Special Correspondent

To be held in 49 constituencies across six districts of north Bengal


  • More than 8.1 million voters, 306 candidates in the fray
  • Nearly 500 companies of Central paramilitary forces to be deployed
  • Keen contest on the cards in Darjeeling

    Kolkata: The five-phase Assembly elections in West Bengal that started on April 17 will end on Monday, with the holding of the final round of polling in 49 constituencies spread across the six districts of north Bengal.
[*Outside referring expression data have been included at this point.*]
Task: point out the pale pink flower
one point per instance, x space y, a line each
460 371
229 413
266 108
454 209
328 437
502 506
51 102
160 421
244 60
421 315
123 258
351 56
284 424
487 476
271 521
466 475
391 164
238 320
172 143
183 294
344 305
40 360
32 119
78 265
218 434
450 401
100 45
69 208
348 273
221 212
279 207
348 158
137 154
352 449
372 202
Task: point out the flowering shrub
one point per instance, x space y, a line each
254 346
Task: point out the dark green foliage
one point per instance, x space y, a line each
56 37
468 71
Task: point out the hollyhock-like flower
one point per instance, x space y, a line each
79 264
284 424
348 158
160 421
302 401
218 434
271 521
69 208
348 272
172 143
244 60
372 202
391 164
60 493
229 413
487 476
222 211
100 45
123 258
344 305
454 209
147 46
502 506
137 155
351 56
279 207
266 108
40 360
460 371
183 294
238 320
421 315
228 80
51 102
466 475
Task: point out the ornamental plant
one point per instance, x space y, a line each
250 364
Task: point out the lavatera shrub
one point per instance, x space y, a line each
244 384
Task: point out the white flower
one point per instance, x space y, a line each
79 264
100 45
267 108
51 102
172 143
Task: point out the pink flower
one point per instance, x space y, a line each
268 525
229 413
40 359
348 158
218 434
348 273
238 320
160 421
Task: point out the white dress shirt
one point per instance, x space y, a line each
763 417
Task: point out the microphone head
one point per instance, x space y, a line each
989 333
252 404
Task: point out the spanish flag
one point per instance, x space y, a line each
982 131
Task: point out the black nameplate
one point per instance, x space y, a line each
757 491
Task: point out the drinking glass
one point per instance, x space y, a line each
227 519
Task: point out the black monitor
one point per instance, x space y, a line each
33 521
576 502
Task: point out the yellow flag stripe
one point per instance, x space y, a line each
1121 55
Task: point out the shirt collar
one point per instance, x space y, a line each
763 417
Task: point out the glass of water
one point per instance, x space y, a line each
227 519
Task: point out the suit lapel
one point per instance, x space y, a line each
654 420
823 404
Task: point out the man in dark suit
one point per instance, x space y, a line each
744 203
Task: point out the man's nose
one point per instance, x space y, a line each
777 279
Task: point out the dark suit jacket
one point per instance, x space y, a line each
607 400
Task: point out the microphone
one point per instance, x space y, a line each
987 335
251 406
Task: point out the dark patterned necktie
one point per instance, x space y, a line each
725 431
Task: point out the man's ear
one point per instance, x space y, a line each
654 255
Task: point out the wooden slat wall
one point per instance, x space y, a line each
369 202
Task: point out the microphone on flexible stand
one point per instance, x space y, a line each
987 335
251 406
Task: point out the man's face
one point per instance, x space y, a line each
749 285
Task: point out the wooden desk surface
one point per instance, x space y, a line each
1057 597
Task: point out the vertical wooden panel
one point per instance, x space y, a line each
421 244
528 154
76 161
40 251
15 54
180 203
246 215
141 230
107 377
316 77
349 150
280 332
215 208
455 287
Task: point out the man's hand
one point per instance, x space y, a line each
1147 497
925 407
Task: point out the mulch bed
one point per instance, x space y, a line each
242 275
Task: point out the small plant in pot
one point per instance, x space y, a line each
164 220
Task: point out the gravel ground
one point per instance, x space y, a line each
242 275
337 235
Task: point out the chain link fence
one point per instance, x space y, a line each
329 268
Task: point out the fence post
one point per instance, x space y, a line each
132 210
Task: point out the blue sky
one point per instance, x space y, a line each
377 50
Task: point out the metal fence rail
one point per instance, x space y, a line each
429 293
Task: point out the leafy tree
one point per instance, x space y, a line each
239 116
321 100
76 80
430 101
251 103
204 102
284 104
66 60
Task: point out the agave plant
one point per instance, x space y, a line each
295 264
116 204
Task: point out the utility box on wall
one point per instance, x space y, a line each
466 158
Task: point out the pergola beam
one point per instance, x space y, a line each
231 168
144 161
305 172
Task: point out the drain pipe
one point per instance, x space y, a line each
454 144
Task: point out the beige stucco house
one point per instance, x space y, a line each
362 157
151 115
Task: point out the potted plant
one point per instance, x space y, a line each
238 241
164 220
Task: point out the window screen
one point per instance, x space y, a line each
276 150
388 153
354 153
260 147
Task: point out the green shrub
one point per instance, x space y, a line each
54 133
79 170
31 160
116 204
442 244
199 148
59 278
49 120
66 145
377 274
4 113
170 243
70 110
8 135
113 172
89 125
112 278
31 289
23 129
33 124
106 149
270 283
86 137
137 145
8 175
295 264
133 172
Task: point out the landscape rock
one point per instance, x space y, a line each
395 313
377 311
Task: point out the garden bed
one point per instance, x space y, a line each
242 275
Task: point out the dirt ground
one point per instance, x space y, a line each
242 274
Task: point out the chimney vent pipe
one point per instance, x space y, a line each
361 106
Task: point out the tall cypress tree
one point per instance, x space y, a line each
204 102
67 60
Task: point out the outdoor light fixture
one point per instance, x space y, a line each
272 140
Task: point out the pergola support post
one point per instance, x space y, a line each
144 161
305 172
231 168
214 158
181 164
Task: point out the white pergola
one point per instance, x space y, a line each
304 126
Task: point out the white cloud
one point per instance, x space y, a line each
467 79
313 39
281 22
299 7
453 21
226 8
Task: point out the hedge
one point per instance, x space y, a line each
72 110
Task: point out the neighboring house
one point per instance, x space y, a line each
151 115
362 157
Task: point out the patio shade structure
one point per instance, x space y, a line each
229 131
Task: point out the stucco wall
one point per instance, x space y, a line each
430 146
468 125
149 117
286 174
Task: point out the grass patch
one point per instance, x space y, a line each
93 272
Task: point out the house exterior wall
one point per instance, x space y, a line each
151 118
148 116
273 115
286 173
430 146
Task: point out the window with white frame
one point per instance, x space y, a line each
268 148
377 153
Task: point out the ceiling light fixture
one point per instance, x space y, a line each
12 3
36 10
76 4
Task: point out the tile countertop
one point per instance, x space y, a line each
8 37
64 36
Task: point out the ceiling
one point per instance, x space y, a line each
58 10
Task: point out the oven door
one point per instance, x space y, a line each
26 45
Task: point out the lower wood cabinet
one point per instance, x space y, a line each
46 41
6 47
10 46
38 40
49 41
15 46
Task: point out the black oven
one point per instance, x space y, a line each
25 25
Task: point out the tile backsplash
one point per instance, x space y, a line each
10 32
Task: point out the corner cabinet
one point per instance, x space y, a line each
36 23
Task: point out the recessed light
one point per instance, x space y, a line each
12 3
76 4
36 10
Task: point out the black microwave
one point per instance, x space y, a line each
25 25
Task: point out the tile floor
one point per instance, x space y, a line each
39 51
More than 8.1 million voters will decide the fate of 306 candidates, including seven Ministers.

    Elections will be held in Darjeeling, Jalpaiguri, Cooch Behar, Uttar and Dakshin Dinajpur and Malda districts.

    Elections have so far been held in 244 constituencies out of 294.
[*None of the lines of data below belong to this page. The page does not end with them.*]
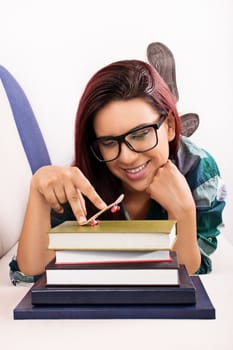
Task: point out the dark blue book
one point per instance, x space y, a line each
184 293
202 309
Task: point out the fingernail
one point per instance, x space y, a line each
103 205
82 219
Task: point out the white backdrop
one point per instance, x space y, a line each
52 47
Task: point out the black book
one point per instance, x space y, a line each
134 273
184 293
202 309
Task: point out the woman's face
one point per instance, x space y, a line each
135 170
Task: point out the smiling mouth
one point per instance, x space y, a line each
136 170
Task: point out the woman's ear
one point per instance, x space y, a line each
171 126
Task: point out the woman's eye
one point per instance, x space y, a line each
140 134
108 143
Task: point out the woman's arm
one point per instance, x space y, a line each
50 187
170 188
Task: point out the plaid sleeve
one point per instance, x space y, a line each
209 196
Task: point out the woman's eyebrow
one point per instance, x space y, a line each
125 133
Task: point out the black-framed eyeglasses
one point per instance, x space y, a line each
140 139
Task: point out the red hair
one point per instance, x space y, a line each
122 80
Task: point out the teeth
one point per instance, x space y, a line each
136 170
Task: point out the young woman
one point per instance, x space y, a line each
127 140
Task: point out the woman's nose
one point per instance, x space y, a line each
126 154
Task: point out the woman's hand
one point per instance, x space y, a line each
170 189
59 185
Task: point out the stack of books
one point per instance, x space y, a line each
116 269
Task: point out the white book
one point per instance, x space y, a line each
110 256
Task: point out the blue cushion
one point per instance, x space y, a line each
28 128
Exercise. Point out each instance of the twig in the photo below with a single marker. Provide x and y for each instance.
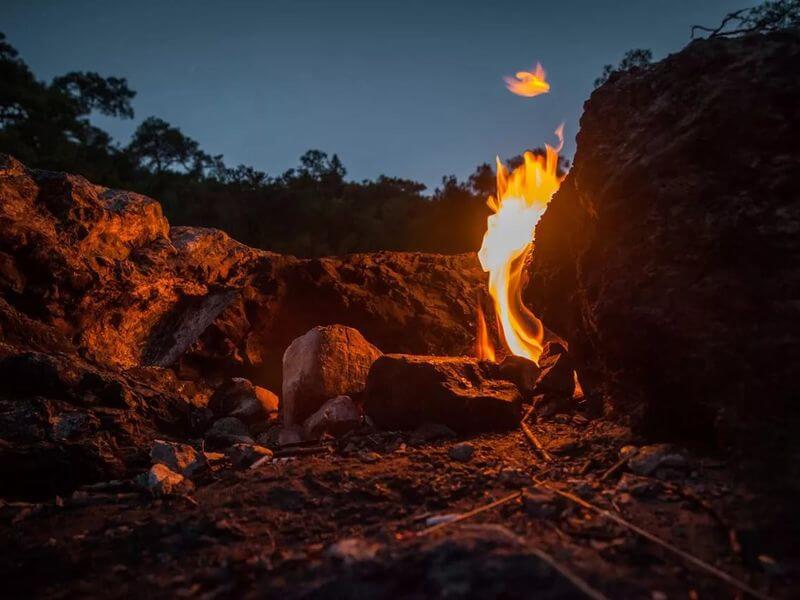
(535, 441)
(698, 562)
(617, 466)
(470, 514)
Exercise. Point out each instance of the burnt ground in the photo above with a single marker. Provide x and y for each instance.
(354, 519)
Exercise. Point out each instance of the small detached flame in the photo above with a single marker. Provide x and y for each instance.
(528, 84)
(522, 197)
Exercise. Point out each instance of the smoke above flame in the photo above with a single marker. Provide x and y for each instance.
(528, 83)
(522, 197)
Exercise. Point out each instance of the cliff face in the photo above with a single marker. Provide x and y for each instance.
(670, 257)
(115, 328)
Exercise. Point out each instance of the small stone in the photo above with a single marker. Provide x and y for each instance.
(462, 452)
(162, 481)
(324, 363)
(353, 550)
(181, 458)
(239, 398)
(244, 455)
(539, 505)
(650, 458)
(337, 416)
(290, 435)
(228, 431)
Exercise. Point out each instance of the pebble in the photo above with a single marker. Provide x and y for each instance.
(462, 452)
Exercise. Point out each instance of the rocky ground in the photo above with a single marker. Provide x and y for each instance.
(358, 517)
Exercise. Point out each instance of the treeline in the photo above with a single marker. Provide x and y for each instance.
(310, 210)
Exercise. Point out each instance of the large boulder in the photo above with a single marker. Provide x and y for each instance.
(670, 257)
(465, 394)
(324, 363)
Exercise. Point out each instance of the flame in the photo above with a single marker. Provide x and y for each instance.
(522, 197)
(484, 349)
(528, 84)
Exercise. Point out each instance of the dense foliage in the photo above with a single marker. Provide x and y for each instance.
(309, 210)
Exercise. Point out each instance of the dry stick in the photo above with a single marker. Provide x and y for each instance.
(470, 514)
(535, 441)
(541, 554)
(698, 562)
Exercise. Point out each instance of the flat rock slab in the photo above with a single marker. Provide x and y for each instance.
(405, 391)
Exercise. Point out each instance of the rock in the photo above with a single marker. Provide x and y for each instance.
(286, 436)
(650, 458)
(431, 432)
(354, 550)
(228, 431)
(675, 274)
(405, 391)
(336, 417)
(635, 485)
(520, 371)
(462, 452)
(181, 458)
(239, 398)
(244, 455)
(540, 505)
(325, 362)
(557, 376)
(162, 481)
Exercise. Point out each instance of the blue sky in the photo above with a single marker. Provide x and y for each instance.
(403, 88)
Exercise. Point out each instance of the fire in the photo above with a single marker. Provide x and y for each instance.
(522, 197)
(528, 84)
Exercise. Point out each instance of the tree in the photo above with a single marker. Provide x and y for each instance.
(769, 16)
(108, 95)
(159, 146)
(637, 58)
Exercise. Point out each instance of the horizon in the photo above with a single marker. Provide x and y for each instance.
(417, 94)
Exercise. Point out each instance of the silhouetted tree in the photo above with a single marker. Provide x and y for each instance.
(159, 146)
(632, 59)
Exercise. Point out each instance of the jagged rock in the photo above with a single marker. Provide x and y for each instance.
(336, 417)
(405, 391)
(522, 372)
(325, 362)
(162, 481)
(244, 455)
(650, 458)
(181, 458)
(670, 257)
(239, 398)
(228, 431)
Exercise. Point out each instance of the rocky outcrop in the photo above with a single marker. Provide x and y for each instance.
(670, 258)
(465, 394)
(105, 271)
(116, 328)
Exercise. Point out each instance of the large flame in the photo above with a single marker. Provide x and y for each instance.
(528, 83)
(522, 197)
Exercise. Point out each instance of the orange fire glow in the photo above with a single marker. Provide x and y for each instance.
(522, 197)
(528, 83)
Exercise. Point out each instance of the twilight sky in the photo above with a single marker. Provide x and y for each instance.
(408, 88)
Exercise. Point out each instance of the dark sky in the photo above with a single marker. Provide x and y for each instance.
(405, 88)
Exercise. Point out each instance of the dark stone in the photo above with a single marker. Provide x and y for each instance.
(405, 391)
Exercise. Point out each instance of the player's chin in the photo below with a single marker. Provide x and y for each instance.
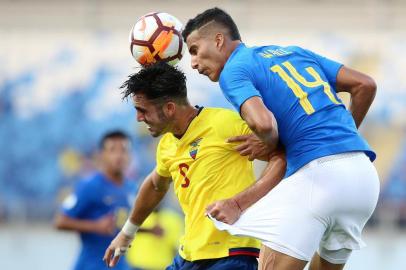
(214, 77)
(155, 133)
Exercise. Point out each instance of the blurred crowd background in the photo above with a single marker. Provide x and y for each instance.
(61, 65)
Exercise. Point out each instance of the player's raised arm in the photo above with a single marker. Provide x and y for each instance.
(229, 210)
(362, 89)
(260, 120)
(151, 193)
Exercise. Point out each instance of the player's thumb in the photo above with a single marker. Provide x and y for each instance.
(209, 208)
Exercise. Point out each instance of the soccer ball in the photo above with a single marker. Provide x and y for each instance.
(157, 37)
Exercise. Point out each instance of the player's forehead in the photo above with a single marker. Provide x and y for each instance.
(141, 101)
(116, 143)
(194, 38)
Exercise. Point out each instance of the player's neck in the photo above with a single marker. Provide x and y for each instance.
(232, 46)
(116, 178)
(184, 118)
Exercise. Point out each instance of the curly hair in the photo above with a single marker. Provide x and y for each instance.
(216, 15)
(159, 81)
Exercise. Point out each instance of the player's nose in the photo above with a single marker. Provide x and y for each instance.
(194, 62)
(140, 117)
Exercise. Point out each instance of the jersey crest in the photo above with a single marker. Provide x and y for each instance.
(194, 147)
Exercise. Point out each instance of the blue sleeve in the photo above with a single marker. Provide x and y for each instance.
(329, 67)
(77, 203)
(237, 85)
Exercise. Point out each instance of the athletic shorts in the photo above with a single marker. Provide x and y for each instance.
(324, 206)
(237, 262)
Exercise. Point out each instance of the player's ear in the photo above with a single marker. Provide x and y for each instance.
(219, 39)
(169, 109)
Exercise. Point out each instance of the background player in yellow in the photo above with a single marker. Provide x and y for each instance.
(194, 154)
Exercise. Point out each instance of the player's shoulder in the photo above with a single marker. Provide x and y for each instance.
(221, 117)
(214, 113)
(90, 182)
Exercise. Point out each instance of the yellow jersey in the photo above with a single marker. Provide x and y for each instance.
(205, 168)
(146, 245)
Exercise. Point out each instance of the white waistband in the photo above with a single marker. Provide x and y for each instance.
(325, 159)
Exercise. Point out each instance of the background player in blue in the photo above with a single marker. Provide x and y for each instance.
(99, 206)
(319, 205)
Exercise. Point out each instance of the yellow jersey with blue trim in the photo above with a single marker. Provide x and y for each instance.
(205, 168)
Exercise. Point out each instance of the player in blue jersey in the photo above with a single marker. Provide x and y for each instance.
(99, 206)
(331, 187)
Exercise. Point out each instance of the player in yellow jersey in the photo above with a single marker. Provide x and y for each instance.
(194, 154)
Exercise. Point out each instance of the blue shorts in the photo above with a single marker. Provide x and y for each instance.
(238, 262)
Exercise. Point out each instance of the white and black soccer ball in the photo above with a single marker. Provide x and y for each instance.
(157, 36)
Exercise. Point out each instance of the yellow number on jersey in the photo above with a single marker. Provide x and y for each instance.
(297, 90)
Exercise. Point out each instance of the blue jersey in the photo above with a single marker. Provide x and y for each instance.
(298, 87)
(92, 199)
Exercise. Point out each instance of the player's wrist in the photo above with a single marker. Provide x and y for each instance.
(238, 205)
(130, 229)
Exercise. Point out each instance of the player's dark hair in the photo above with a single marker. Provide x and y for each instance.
(159, 82)
(214, 14)
(114, 134)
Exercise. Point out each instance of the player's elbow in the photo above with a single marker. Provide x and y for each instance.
(369, 86)
(262, 126)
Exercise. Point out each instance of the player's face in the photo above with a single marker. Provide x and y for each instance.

    Polling in one constituency was countermanded following the death of a candidate.

    Police said a block divisional officer of Kumarganj in Dakshin Dinajpur district has been reported missing since Saturday night.

    Increased vigil

    Nearly 500 companies of Central paramilitary forces will be deployed on the day of polling, said the State's Chief Electoral Officer Debashis Sen.
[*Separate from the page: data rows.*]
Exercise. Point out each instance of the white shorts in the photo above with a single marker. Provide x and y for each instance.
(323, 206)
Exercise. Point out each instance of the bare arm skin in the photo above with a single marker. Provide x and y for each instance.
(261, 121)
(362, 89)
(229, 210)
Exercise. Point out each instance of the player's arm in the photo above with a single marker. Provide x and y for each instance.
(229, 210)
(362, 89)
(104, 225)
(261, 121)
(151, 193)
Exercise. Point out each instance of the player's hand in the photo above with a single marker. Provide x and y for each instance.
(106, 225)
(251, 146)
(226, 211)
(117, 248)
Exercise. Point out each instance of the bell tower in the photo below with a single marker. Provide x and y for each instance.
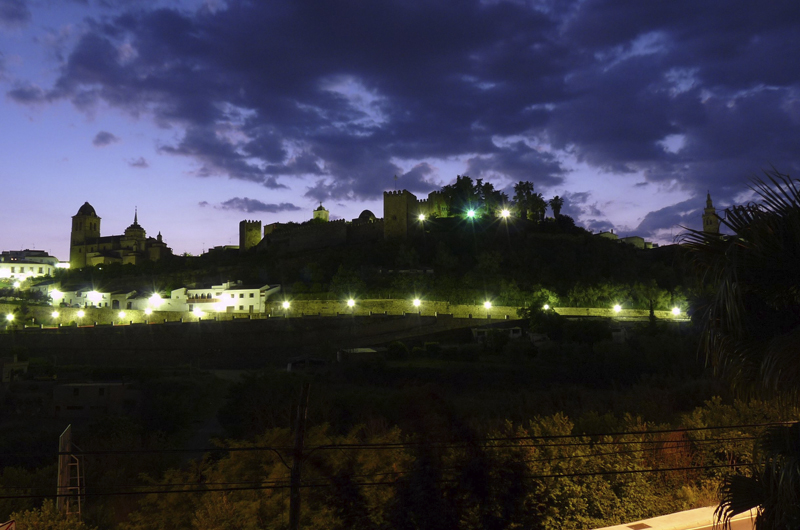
(85, 229)
(710, 218)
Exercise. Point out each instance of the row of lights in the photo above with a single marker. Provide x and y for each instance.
(504, 213)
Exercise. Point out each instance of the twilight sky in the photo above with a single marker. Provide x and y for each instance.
(204, 113)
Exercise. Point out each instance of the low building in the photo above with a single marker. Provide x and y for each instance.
(228, 297)
(21, 265)
(82, 400)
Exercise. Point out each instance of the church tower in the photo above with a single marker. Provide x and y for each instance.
(85, 229)
(710, 219)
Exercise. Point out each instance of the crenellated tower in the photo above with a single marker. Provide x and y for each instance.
(711, 220)
(400, 211)
(249, 235)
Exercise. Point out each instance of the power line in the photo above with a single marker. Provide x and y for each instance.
(371, 484)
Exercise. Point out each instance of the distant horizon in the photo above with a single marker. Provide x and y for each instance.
(202, 114)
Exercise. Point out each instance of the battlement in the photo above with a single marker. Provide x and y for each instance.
(249, 234)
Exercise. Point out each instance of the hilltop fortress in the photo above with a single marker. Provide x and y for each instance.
(401, 219)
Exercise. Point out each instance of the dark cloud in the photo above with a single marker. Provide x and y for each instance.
(104, 138)
(687, 213)
(244, 204)
(679, 92)
(14, 13)
(27, 94)
(139, 162)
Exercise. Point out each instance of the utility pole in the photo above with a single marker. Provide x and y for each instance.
(297, 459)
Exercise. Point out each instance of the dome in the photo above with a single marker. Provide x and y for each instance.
(87, 209)
(366, 215)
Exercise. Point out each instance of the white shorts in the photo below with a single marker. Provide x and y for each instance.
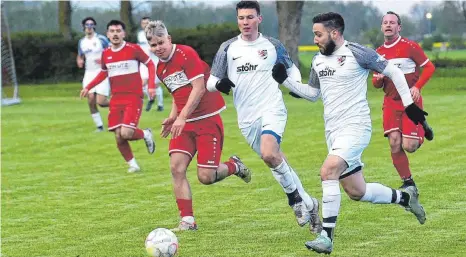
(102, 89)
(272, 123)
(348, 143)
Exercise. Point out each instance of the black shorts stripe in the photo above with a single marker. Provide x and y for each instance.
(351, 172)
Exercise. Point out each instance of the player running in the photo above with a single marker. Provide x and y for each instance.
(244, 64)
(90, 50)
(403, 134)
(339, 75)
(194, 122)
(120, 63)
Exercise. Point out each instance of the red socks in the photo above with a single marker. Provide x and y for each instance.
(401, 163)
(138, 134)
(125, 150)
(185, 206)
(231, 167)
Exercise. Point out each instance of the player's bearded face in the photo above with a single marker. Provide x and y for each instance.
(248, 21)
(323, 39)
(161, 46)
(329, 47)
(116, 34)
(390, 27)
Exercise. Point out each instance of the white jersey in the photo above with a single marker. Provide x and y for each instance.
(249, 66)
(342, 78)
(92, 49)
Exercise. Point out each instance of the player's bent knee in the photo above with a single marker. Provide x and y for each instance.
(206, 176)
(126, 133)
(329, 172)
(271, 159)
(354, 194)
(178, 171)
(411, 147)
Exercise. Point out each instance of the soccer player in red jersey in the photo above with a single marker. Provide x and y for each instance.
(194, 122)
(403, 135)
(120, 63)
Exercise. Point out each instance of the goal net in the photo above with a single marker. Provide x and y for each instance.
(10, 93)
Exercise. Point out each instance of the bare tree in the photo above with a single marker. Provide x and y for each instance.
(463, 7)
(64, 19)
(126, 16)
(289, 26)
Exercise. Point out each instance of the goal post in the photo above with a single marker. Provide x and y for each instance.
(10, 89)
    There is increased vigil along the region's international borders with Nepal, Bhutan and Bangladesh.

    Deputy Election Commissioner Anand Kumar discussed the security arrangements with election observers, the police and Border Security Force officials at a meeting in Cooch Behar during the day.

    In fenced-off stretches along the India-Bangladesh border, the gates will be kept open from 6 a.m. to enable Indian residents who live on the other side to cross over and cast votes, said a district official in Cooch Behar.

    While the polls in the plains of north Bengal will determine whether the Left Front is able to maintain its supremacy, a keen contest is on the cards in the hills of Darjeeling, where the Gorkha National Liberation Front has been a major political force ever since it led the movement for a separate Gorkhaland in the mid-1980s.

    Biman Bose, chairman of the Left Front Committee and secretary of the State Committee of the Communist Party of India (Marxist), alleged that miscreants set ablaze a jeep in the Habibpur area of Malda on Saturday night in which workers of his party were travelling.

    Four of those in the vehicle were injured and the condition of one was serious.

    He also said that "fundamentalist forces" were active in certain parts of the State and were out to foment unrest.